When I was 25ish, I looked at starting a nightclub. I called a friend who owned a bar, and we went over the type of equipment I needed, as well as money for rent, liquor, payroll for six months. I also did monthly projections for three years. They say it takes an average of three years for a start-up to make money, so until then, you are burning through cash faster than Bill Clinton at Booty Land. I had 20K to my name, and it wasn"t enough to secure a bank loan (I got turned down).

As far as having a manager run the business - do you have the cash to do that? Most business owners (at the beginning of the business) work crazy hours. How much would you have to pay for someone to work 80 hours a week? Its also pretty tough to be self-employed and own a business. Do you have a job where you can come and go as you please?
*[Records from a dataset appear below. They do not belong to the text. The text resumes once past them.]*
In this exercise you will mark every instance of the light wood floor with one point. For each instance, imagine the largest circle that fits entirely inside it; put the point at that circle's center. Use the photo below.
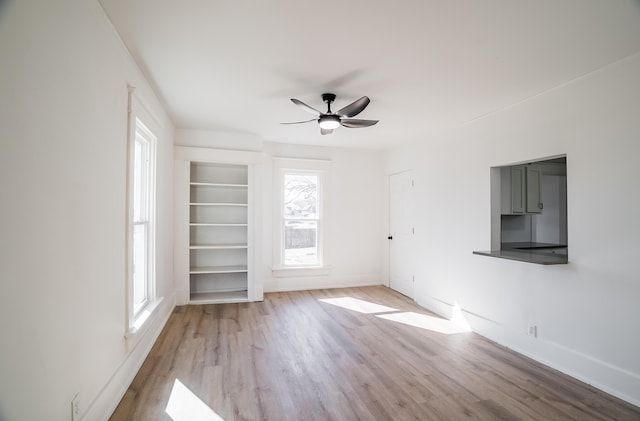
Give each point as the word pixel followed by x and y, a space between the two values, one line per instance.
pixel 294 357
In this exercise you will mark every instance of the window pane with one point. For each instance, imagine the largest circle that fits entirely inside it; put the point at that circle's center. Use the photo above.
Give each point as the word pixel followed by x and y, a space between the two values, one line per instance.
pixel 137 181
pixel 300 243
pixel 139 266
pixel 300 196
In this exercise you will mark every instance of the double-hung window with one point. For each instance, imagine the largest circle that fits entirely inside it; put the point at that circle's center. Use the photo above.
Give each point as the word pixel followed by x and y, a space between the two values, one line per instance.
pixel 301 219
pixel 141 263
pixel 143 274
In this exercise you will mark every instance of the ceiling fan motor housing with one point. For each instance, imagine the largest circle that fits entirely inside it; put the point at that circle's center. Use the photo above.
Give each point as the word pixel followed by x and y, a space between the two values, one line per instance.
pixel 329 98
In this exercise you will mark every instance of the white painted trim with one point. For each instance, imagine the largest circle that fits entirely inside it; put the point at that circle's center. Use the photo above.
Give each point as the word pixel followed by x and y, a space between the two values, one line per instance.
pixel 103 405
pixel 610 379
pixel 301 271
pixel 189 153
pixel 312 282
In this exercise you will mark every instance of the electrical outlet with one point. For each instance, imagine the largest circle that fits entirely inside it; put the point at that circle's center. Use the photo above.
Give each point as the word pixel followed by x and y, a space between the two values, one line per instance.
pixel 75 408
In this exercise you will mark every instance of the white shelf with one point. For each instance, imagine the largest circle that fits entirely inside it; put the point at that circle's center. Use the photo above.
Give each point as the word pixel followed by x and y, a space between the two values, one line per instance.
pixel 217 269
pixel 218 233
pixel 193 183
pixel 217 246
pixel 201 224
pixel 217 204
pixel 219 297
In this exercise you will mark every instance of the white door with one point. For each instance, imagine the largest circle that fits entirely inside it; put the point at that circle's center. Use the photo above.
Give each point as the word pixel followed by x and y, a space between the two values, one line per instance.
pixel 401 233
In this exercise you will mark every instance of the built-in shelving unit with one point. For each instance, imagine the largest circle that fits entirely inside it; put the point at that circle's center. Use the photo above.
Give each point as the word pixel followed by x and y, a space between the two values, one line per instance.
pixel 218 232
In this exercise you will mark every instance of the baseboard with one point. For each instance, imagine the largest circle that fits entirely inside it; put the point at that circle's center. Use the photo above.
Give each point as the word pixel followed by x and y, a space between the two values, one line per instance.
pixel 109 397
pixel 307 283
pixel 610 379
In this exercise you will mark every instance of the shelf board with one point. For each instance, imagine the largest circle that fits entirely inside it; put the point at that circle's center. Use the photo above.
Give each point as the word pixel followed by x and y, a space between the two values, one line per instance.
pixel 197 183
pixel 218 204
pixel 219 296
pixel 217 246
pixel 217 269
pixel 201 224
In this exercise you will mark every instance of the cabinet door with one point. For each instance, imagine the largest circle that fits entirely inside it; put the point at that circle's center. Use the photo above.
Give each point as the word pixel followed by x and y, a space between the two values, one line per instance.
pixel 517 190
pixel 534 205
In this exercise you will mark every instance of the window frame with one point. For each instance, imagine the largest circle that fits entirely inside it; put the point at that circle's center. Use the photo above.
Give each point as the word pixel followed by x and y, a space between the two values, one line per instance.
pixel 319 218
pixel 146 217
pixel 142 127
pixel 321 168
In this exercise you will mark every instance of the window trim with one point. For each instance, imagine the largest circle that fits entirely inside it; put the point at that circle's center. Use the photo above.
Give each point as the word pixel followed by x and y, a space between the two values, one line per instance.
pixel 141 124
pixel 319 219
pixel 321 168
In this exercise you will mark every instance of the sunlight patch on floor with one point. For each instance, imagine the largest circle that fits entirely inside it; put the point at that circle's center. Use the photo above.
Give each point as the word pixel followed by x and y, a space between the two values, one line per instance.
pixel 424 321
pixel 184 405
pixel 355 304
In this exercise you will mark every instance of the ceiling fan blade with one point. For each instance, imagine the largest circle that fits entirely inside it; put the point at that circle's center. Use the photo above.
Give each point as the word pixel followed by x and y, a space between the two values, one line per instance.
pixel 306 107
pixel 354 108
pixel 300 122
pixel 354 123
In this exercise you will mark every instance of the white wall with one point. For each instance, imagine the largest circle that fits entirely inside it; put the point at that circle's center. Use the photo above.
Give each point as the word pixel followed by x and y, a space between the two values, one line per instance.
pixel 354 237
pixel 587 311
pixel 63 154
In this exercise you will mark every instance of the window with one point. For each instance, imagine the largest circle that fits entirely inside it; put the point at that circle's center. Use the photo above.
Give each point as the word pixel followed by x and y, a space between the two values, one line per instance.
pixel 143 183
pixel 141 279
pixel 301 219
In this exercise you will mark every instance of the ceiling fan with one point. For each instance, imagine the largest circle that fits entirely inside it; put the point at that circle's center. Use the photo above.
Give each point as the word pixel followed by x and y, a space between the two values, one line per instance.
pixel 330 121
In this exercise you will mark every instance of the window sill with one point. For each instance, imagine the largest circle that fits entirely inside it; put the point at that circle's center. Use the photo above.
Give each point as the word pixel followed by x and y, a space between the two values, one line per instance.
pixel 289 272
pixel 141 324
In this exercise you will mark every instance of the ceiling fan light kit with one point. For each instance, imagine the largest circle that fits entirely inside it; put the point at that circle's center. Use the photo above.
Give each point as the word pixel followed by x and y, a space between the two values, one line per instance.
pixel 330 121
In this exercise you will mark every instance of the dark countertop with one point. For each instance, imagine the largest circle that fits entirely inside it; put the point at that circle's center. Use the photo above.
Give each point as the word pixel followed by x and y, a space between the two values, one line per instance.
pixel 530 256
pixel 531 252
pixel 526 245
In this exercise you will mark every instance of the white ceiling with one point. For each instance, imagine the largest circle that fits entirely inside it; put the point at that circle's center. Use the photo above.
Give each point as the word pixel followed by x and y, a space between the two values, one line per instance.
pixel 427 65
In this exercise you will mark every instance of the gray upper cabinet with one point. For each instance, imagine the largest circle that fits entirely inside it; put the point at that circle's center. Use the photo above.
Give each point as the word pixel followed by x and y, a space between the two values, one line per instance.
pixel 520 190
pixel 518 187
pixel 534 204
If the manager gets sick, who would do his job? You"d either have to take off from work, shut down the business, or carry extra personnel (which requires more cash).

Don"t forget that landlords also have to approve your deal. Some of them use the same requirements that a bank uses. Depending on the market, they are going to want your business plan, projections, and they are going to want you to have alot of cash. We had this problem in Atlanta. On the first business we were going to buy (the restaurant), the landlord would not sign a lease with us unless we had $500K in cash AFTER we bought the business. Many landlords have net worth requirements for renters also. In Atlanta, many of them required that you could document that you had a net worth of $300K+.

Your cash on hand sounds too low (but you didn"t say how much you had) to do this. I am not saying its impossible or that I have all the answers. I have a friend that started his business on just $800 (which was every penny he had) and now makes $150K+ a year (and he still has no bank loan). I have another friend who started his business for less than $1K, and makes $50K a year as an absentee owner (with no debt). Anecdotal evidence aside, the odds are against you until you can get some more cash.

P.S.: Excuse my grammar and typos, but its the holidays and I am busy with family.